Courrier des lecteurs…

Bonjour,

Chaque fois que j’accède à votre site je suis inquiet .. en effet je me connecte (pas très souvent) pour y puiser des articles et surtout des notes de lecture de livre, qu’ensuite j’achète et même parfois je lis (dernier en date “undercover economist)! Ce qui me fait peur c’est que comme, apparemment, vous ne tirez aucun revenu de cette activité, un jour (les lois du marchés peut être ?) vous pourriez arrêter … Donc la question (d’économie) est : Comment pérenniser une activité, bénévole et très utile ? En tout cas merci et continuez le plus longtemps possible.

Cordialement.

Cher lecteur,
Voici une question qui se pose. Quelques éléments de réponse circonstanciés. On peut pérenniser une telle activité :
– si c’est un loisir. Ce qui suppose qu’elle entre dans la fonction d’utilité, aux côtés d’autres occupations, comme consommer ou s’occuper de ses enfants, quand on en a. Ce qui implique donc que l’on soit satisfait d’y consacrer du temps. Voilà pourquoi cela pourrait s’arrêter un jour. Un changement de préférences ou une variété accrue de loisirs possibles. La rareté nous guette toujours. Personnellement, j’ai déjà quasiment arrêté de regarder la télévision assis dans mon canapé. Que ce soit le temps où l’argent, il faut allouer les ressources rares.
– si c’est un investissement. Ce qui suppose que l’on escompte en retirer un rendement. De ce point de vue, on peut envisager deux possibilités : transformer l’activité en une activité marchande ou l’utiliser comme effet de signal et être payé pour faire la même chose dans un autre cadre (l’activité non lucrative peut précéder ou non l’activité rémunérée). Dans cette optique, arrêter signifie que l’on a atteint la rentabilité souhaitée ou renoncé à l’atteindre.

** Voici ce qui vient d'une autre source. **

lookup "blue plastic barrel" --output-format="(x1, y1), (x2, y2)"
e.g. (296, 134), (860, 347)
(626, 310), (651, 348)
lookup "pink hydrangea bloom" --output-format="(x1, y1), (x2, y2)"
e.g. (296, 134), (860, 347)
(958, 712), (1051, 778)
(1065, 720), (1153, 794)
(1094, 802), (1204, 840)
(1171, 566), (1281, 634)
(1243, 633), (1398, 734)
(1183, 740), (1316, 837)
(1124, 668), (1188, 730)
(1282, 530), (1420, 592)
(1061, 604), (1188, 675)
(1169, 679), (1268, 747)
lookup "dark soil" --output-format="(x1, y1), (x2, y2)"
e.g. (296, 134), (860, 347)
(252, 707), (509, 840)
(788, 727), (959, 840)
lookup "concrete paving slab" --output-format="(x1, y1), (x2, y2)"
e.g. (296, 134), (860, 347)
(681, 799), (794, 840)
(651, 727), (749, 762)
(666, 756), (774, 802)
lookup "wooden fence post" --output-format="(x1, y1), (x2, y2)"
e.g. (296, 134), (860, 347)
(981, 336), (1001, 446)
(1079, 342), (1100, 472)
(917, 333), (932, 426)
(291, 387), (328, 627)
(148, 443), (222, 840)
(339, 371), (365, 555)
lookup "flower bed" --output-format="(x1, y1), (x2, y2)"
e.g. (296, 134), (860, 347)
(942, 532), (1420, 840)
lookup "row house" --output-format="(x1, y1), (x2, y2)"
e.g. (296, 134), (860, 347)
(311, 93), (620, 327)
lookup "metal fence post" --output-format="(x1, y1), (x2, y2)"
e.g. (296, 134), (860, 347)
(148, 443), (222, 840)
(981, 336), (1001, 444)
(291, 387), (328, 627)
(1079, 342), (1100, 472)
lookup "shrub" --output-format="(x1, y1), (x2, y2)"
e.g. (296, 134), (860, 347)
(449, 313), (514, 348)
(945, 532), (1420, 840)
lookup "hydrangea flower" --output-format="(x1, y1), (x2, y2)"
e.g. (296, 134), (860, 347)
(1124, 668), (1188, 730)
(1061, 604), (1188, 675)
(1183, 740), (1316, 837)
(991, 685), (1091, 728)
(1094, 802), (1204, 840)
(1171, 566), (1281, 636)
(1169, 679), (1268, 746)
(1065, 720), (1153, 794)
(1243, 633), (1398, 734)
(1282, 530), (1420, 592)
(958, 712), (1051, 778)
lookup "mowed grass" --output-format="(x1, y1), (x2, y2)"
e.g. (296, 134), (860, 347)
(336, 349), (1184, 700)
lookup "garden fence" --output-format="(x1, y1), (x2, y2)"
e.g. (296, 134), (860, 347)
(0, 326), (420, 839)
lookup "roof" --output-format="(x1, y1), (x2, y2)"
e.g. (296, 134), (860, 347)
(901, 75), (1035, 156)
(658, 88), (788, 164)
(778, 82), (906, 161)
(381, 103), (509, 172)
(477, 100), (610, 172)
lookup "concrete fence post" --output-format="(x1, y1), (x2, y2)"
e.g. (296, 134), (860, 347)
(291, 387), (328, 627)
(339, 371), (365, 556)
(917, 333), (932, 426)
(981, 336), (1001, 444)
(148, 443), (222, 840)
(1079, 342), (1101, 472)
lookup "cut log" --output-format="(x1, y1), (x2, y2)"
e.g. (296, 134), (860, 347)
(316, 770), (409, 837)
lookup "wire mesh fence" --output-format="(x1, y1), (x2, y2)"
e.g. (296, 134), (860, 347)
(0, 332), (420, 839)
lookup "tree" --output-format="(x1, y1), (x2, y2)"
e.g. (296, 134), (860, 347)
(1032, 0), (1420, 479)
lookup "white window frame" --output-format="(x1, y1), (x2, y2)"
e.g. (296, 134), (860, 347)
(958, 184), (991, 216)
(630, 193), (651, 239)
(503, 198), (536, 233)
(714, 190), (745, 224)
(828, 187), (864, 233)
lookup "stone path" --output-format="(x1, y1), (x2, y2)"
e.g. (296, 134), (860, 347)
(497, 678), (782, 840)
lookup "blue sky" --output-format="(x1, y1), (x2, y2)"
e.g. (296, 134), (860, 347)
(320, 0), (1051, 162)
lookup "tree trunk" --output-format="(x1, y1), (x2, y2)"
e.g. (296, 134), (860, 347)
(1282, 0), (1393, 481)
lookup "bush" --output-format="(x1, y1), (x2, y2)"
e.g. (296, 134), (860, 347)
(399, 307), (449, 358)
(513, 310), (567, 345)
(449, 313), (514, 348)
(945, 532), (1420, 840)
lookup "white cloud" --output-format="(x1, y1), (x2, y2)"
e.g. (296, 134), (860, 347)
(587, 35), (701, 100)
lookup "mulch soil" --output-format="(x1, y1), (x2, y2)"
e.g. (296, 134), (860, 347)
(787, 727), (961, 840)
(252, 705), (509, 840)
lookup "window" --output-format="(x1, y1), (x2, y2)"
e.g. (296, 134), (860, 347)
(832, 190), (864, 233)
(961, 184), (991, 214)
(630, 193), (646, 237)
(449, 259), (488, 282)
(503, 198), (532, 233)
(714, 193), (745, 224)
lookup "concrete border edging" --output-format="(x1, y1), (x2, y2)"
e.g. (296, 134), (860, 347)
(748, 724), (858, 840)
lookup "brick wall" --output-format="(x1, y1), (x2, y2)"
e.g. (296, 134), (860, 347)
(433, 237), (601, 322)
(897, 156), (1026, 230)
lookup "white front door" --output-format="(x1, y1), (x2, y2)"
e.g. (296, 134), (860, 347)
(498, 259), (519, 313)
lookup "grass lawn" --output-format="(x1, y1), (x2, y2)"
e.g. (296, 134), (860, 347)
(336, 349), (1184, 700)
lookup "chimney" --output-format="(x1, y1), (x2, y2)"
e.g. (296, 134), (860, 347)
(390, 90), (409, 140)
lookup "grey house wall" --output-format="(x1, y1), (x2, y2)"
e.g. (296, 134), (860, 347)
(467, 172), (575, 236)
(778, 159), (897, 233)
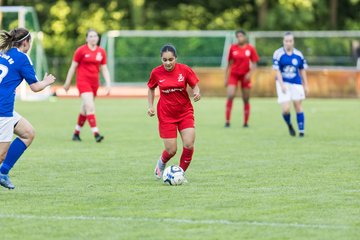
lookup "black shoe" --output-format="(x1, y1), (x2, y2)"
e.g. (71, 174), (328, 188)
(95, 133), (104, 142)
(289, 125), (296, 137)
(72, 133), (81, 142)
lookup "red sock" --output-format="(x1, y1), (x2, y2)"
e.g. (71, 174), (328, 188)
(75, 113), (86, 134)
(161, 150), (174, 163)
(180, 148), (194, 171)
(244, 103), (250, 124)
(225, 99), (233, 123)
(87, 114), (99, 134)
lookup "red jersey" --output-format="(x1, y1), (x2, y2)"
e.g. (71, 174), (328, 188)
(228, 44), (259, 75)
(148, 63), (199, 123)
(73, 44), (106, 84)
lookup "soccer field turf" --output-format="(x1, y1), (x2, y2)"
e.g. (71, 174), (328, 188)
(0, 98), (360, 239)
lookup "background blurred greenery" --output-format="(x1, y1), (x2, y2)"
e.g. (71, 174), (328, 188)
(0, 0), (360, 80)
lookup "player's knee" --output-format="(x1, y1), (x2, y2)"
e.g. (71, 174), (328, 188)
(227, 93), (235, 100)
(0, 152), (6, 164)
(184, 142), (194, 149)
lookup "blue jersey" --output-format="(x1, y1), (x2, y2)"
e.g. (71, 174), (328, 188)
(273, 47), (307, 84)
(0, 48), (38, 117)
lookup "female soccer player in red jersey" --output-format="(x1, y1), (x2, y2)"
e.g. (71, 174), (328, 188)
(64, 30), (110, 142)
(148, 45), (201, 179)
(225, 30), (259, 127)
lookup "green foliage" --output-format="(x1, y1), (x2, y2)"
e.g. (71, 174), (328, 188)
(115, 37), (225, 82)
(2, 0), (360, 79)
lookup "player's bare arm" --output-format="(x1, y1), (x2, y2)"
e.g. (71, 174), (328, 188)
(100, 64), (111, 95)
(245, 62), (257, 81)
(275, 69), (286, 93)
(224, 60), (233, 87)
(30, 73), (56, 92)
(192, 84), (201, 102)
(300, 69), (310, 95)
(64, 61), (79, 91)
(147, 88), (155, 117)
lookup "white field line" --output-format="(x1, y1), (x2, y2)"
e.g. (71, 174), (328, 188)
(0, 213), (358, 229)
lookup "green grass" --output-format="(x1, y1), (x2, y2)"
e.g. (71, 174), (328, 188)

Voici les enjeux exposés de façon très sommaire. Vous pouvez par exemple rattacher à l’utilité du loisir des motifs altruistes ou tout à fait égocentriques, voire narcissiques et en discuter pendant des heures. Ce qui est bien avec le réductionnisme de l’économie, c’est qu’il nous évite parfois de gaspiller des octets.

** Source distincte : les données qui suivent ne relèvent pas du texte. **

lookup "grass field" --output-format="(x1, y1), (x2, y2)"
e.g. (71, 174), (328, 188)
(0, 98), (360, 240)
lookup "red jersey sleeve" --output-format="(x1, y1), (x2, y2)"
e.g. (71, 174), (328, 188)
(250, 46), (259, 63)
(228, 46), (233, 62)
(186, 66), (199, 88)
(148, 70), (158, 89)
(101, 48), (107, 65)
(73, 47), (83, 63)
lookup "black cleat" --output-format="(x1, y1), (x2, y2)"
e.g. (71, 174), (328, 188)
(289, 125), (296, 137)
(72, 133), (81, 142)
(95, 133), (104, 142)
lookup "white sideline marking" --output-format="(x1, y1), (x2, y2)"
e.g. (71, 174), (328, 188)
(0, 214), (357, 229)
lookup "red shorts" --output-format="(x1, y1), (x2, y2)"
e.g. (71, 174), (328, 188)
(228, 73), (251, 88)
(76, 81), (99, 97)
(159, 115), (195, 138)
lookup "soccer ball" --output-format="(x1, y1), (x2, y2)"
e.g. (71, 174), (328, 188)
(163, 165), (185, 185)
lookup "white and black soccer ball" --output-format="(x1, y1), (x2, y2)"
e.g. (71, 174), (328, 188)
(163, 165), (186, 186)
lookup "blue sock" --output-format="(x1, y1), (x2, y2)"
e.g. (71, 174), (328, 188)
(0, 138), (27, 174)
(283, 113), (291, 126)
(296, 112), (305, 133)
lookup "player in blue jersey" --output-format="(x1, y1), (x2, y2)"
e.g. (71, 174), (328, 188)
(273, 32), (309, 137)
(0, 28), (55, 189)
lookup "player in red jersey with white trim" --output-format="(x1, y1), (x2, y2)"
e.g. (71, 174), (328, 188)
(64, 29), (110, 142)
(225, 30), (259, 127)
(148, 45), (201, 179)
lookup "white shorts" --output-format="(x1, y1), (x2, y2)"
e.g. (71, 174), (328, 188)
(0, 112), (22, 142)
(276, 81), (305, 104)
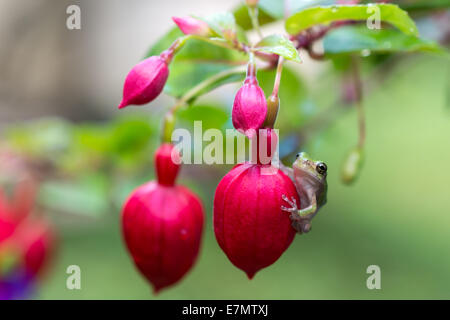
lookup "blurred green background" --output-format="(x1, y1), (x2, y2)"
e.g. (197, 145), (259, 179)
(39, 57), (450, 299)
(0, 0), (450, 299)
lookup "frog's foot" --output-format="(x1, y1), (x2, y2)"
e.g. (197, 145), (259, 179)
(291, 216), (311, 234)
(281, 194), (298, 215)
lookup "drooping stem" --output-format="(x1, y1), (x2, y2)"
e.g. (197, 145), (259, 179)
(352, 56), (366, 148)
(161, 66), (246, 142)
(263, 56), (284, 128)
(247, 51), (256, 79)
(248, 6), (264, 39)
(272, 56), (284, 97)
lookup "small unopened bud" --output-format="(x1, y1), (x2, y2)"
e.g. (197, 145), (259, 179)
(231, 75), (267, 136)
(172, 16), (212, 37)
(341, 147), (364, 184)
(119, 52), (171, 109)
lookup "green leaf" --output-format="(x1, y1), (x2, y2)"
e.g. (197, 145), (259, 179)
(39, 174), (109, 217)
(233, 5), (275, 30)
(197, 12), (237, 39)
(400, 0), (450, 12)
(233, 0), (330, 30)
(255, 34), (301, 62)
(148, 28), (247, 97)
(323, 26), (444, 56)
(258, 66), (308, 134)
(285, 4), (418, 35)
(177, 105), (229, 130)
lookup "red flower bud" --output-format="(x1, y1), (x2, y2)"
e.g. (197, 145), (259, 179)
(0, 205), (55, 278)
(172, 16), (212, 37)
(232, 76), (267, 137)
(119, 52), (171, 109)
(122, 144), (204, 293)
(214, 163), (299, 279)
(16, 219), (55, 277)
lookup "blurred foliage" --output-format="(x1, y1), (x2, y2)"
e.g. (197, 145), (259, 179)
(323, 26), (445, 56)
(3, 0), (450, 299)
(30, 56), (450, 299)
(285, 4), (418, 35)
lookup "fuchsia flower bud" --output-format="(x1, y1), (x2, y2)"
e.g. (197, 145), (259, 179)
(119, 52), (172, 109)
(213, 129), (300, 279)
(231, 75), (267, 137)
(122, 144), (204, 293)
(172, 16), (212, 37)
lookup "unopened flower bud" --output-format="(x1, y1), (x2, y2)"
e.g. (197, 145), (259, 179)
(119, 52), (171, 109)
(172, 16), (212, 37)
(264, 94), (280, 128)
(245, 0), (259, 8)
(232, 75), (267, 139)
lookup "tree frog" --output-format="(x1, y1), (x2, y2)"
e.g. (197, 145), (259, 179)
(280, 152), (327, 234)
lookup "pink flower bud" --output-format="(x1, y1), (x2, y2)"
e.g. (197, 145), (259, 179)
(155, 143), (181, 186)
(232, 76), (267, 136)
(119, 52), (170, 109)
(172, 16), (211, 37)
(213, 162), (300, 279)
(122, 143), (205, 293)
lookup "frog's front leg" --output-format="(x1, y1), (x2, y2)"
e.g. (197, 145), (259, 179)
(281, 195), (317, 234)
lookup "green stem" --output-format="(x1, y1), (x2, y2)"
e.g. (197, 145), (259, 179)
(272, 56), (284, 97)
(248, 6), (264, 39)
(161, 66), (247, 142)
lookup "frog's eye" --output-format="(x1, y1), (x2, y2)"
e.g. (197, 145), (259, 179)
(316, 162), (328, 174)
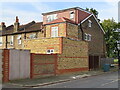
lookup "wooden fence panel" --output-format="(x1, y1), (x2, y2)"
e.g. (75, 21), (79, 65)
(31, 54), (56, 78)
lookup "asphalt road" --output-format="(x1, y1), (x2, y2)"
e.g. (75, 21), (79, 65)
(35, 72), (118, 88)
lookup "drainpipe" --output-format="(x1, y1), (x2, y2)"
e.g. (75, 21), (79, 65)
(78, 23), (84, 41)
(5, 35), (8, 49)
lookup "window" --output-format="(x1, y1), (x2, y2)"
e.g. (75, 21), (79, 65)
(70, 11), (74, 19)
(88, 20), (92, 27)
(0, 37), (2, 46)
(47, 49), (54, 54)
(30, 34), (37, 39)
(10, 36), (14, 45)
(47, 14), (57, 22)
(51, 27), (58, 37)
(17, 35), (22, 44)
(84, 33), (91, 41)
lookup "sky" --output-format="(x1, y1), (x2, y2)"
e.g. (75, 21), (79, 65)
(0, 0), (118, 26)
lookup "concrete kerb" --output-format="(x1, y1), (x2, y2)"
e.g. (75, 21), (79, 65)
(9, 70), (118, 88)
(22, 71), (118, 88)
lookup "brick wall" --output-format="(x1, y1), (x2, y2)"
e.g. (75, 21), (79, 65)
(0, 32), (44, 49)
(67, 23), (78, 39)
(24, 38), (61, 54)
(46, 23), (66, 38)
(57, 38), (88, 74)
(82, 17), (105, 56)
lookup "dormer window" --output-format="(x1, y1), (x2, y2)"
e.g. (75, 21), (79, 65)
(47, 14), (57, 22)
(88, 20), (92, 27)
(84, 33), (91, 41)
(70, 11), (74, 19)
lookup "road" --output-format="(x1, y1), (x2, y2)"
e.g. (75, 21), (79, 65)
(35, 72), (118, 88)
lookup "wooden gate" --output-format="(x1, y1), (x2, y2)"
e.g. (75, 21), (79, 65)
(89, 56), (99, 70)
(9, 50), (30, 80)
(31, 54), (57, 78)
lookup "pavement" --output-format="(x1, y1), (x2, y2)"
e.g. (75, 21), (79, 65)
(2, 68), (118, 88)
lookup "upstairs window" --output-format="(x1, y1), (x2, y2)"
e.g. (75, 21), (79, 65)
(88, 20), (92, 27)
(17, 35), (22, 44)
(51, 27), (58, 37)
(70, 11), (74, 19)
(84, 33), (91, 41)
(47, 14), (57, 22)
(0, 37), (2, 46)
(47, 49), (54, 54)
(10, 36), (14, 45)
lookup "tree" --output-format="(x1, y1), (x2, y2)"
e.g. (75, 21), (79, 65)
(101, 19), (120, 57)
(85, 8), (98, 18)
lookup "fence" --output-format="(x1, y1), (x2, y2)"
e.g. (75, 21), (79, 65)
(31, 53), (57, 78)
(100, 58), (114, 67)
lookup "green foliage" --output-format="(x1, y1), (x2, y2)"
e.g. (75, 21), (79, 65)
(101, 19), (120, 57)
(85, 8), (98, 17)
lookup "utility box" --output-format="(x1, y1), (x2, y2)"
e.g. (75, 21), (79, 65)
(103, 64), (110, 72)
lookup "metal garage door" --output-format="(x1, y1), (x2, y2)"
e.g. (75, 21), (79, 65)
(9, 50), (30, 80)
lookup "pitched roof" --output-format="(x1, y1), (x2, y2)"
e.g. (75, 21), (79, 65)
(44, 17), (76, 25)
(0, 21), (43, 35)
(42, 7), (91, 15)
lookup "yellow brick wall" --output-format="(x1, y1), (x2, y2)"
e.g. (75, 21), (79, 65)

Parlons de nous, à l’aune de ces deux critères. Nous avons commencé fin 1999, avec comme unique moteur le loisir. Mais quel étrange loisir que de rédiger des notes de lecture sur des livres économiques, direz vous… C’est qu’il y a aussi une composante investissement, indirecte, dans notre démarche. Par rapport à notre travail quotidien, maintenir ce site nous permet de prendre du recul et de travailler aux marges. Rien de révolutionnaire pour des enseignants. C’est assez courant dans le métier. Dans notre cas, il faut vous faire un aveu : c’est le meilleur moyen que nous ayions trouvé pour lutter contre notre paresse. Dans mon cas spécifique, c’est pire que cela : mon employeur ne me fait pas enseigner l’économie, mais la gestion sous presque toutes ses formes. Or, il n’est pas question que je passe ma vie intellectuelle au milieu des écritures comptables, calculs de coûts et autres bilans fonctionnels, qui m’amusent un moment, mais pas plus. Bref, si c’est le plaisir qui nous guide, nous sommes heureux de lier loisir et amélioration de nos compétences. Nous ne rendrons jamais ce site marchand (tu m’étonnes, qui paierait en plus ?). Et le moins qu’on puisse dire, c’est que nous ne croulons pas sous les propositions de travail rémunéré. Ce n’est ni un regret (ah,quand même, on est des brutes mais personne ne sait utiliser notre talent), ni une posture idéologique (ah, non, éconoclaste ne doit surtout pas nous rapporter un centime). Nous prenons les choses comme elles viennent. Pour une raison simple : quels que soient nos objectifs, le jour où nous nous poserons des questions, le site deviendra mauvais. Et ça, ce n’est bon ni pour le plaisir, ni pour les affaires. Un élément important est l’horizon temporel qu’on se donne. Nous n’hésitons pas à laisser le site en jachère pendant certaines périodes. Et cela, nous ne pouvons le faire que parce que notre travail est bénévole. C’est très confortable et cela assure largement la pérennité de l’ensemble. Le temps joue pour nous. Admettez que c’est un énorme privilège.
Une précision : notre site n’est pas un blog. C’est un site accueillant un blog. Je ne ferai pas la longue liste des caractéristiques d’un blog. Par nature, le blog est plus actif que le reste du site. Mais il me semble important que certains ne plaquent pas plus que de raison la grille d’analyse standard des blogs sur notre production. Un récent commentateur a parlé d’ “autopromotion” concernant Alexandre. Ce monsieur est bien aimable, mais les lecteurs historiques rigoleront bien, en se souvenant de l’époque où nous publiions dans une discrétion complète des pages et des pages, en nous congratulant mutuellement pour le caractère héroïque de ces heures de frappe de questions-réponses, de recherche de liens et de lectures moisies commentées malgré tout[1]. En fait, si Alexandre publie sans anonymat, c’est simplement parce que “c’est plus simple et plus clair”. Que la qualité de ses textes éclaire aujourd’hui son patronyme n’est pas une raison pour lui attribuer de tels desseins. Je sais que ce billet risque de recevoir des commentaires ironiques, mettant en cause le meilleur des mondes que je semble présenter. Que peut-on faire ? De toute façon, même le plus anodin des billets reçoit des commentaires tordus. C’est ainsi.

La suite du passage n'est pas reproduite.